Il vient tout juste d'avoir le bac et de s'inscrire en prépa. Amine a 17 ans et il fait partie des victimes. Il a perdu son frère dans un règlement de comptes en décembre dernier à Marseille, dans les Bouches-du-Rhône. Brahim, 22 ans, était père d'une petite fille de deux ans. Plus récemment, en à peine deux semaines dans les quartiers déshérités de Marseille, les tirs de fusils d’assaut, de kalachnikov, ont fait six victimes. Certains sont des règlements de compte sur fond de trafic de stupéfiants. En fin de semaine dernière, une jeune femme de 17 ans est morte à l’arrière d’une voiture criblée de balles à Septème-les-Vallons au nord de la ville. Une victime collatérale. Avant elle, un homme de 28 ans et un autre de 22 ans ont été abattus cité Frais-Vallon.

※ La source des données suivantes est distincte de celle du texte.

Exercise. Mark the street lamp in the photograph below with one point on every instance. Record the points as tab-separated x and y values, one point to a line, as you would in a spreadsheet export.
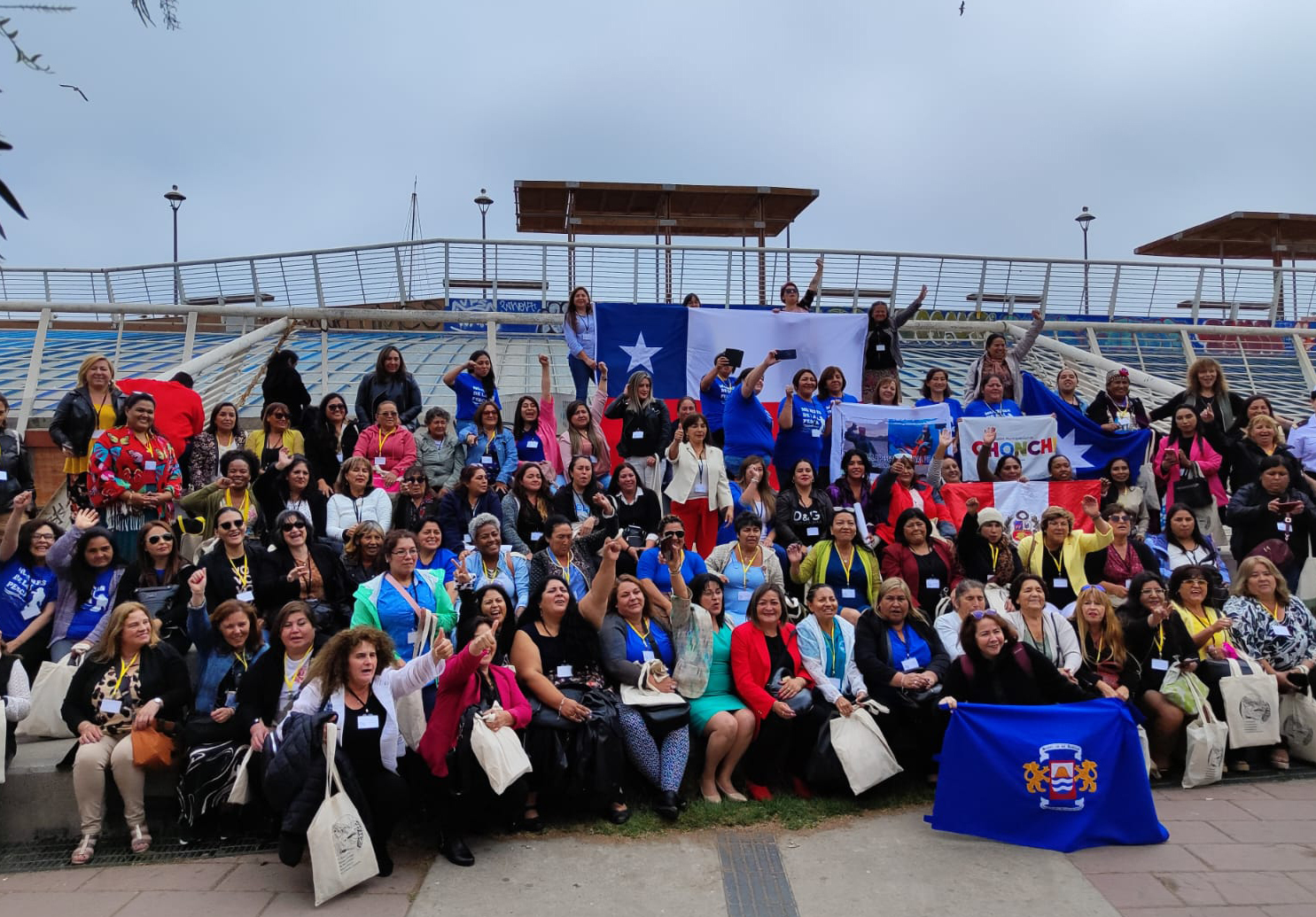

À chaque jeune tué, une famille endeuillée
Depuis, Amine a quitté Marseille, mais il continue le combat. À La tête d'une association, il a organisé une marche contre les violences. Il espère faire de la politique et à chaque fois qu'un jeune meurt sous les balles, il pense aux familles. "Malgré le fait que c'est horrible, explique-t-il, parce que ça peut se produire dans des conditions atroces, car il arrive parfois que les personnes soient calcinées ou démembrées, et c'est ce qui nous est arrivé à nous, j'ai juste envie de leur dire d'en tirer une force, d'aller de l'avant, de s'engager dans des associations qui luttent justement contre cette normalisation de ces crimes."

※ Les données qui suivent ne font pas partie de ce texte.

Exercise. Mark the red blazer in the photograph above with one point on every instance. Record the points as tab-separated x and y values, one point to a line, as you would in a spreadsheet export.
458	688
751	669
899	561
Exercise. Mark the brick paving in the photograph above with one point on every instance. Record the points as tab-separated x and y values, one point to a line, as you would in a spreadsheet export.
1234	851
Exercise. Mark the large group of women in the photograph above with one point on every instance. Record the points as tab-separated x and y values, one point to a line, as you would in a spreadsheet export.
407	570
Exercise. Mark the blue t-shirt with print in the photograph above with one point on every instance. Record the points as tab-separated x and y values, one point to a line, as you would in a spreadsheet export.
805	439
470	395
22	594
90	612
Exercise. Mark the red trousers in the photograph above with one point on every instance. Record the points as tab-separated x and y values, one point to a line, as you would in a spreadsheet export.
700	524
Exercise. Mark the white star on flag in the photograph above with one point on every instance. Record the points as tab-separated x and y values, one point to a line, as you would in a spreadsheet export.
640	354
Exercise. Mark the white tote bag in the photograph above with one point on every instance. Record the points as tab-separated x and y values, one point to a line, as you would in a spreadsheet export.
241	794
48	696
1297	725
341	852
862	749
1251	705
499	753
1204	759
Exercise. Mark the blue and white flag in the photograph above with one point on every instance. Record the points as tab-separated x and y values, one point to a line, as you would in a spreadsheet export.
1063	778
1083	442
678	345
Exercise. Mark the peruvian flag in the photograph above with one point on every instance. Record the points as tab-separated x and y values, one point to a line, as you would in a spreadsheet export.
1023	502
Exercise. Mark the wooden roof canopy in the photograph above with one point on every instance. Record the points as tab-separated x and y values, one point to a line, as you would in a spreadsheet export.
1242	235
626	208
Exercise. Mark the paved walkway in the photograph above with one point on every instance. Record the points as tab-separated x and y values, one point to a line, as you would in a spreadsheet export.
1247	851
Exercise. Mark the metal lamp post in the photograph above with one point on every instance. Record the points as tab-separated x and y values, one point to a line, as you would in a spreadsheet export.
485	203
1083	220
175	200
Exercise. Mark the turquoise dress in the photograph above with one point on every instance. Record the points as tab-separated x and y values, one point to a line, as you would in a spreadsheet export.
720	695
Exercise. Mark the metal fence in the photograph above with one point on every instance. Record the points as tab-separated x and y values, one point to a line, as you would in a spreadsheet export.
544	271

Pour Amine, il faut punir sévèrement les crimes, mais aussi penser aux opportunités à offrir aux jeunes des cités. Parce que la tentation de l'argent facile est forte : 150 euros par jour pour faire le guetteur en bas d'un bloc. Aussi faut-il des alternatives. C'est ce que dit d'ailleurs aussi Amadou Ramadan, CPE depuis dix ans dans les collèges marseillais. "C'est à nous, souligne ce dernier, institutions, école, partenaires sociaux, etc., de proposer quelque chose et leur permettre d'oublier cette notion d'argent facile. De les occuper, leur faire comprendre qu'à un moment donné, l'issue et la tranquillité, ça passe par le boulot et par l'école."
Les moyens manquent
"La difficulté que l'on a aujourd'hui, ce sont les moyens, déplore Amadou Ramadan. Autrefois, on avait des stages de rupture pour ces gamins-là : on les emmenait dans les Alpes faire du ski, ou faire des chantiers jeunes, etc."
Il s'agit d'un travail d'éducation et de sécurité, mais d'enquête aussi. La lutte contre le narco-banditisme est la priorité quotidienne d'Éric Arella, directeur zonal de la police judiciaire à Marseille. "On essaie de développer toute initiative qui permette de porter des coups aux équipes qui s'entretuent, sous tous les angles d'attaque, explique Éric Arella. On essaie ainsi d'initier de nombreuses enquêtes, principalement sous l'angle de trafic de stupéfiants, puisque c'est la clé d'explication de la très grande majorité des règlements de comptes, mais pas que."
"Il y a effectivement d'autres possibilités, développe-t-il. Ce sont le trafic d'armes, les infractions économiques et financières. Et, en ce moment actuellement, à la hausse, les affaires d'enlèvement séquestration au sein des cités. Ces différents angles d'attaque permettent effectivement de d'ennuyer ces malfaiteurs." Des efforts qui portent doucement leurs fruits : malgré la flambée des derniers jours, le nombre de règlements de comptes continue de baisser et 26 d'entre eux ont été déjoués depuis 2016.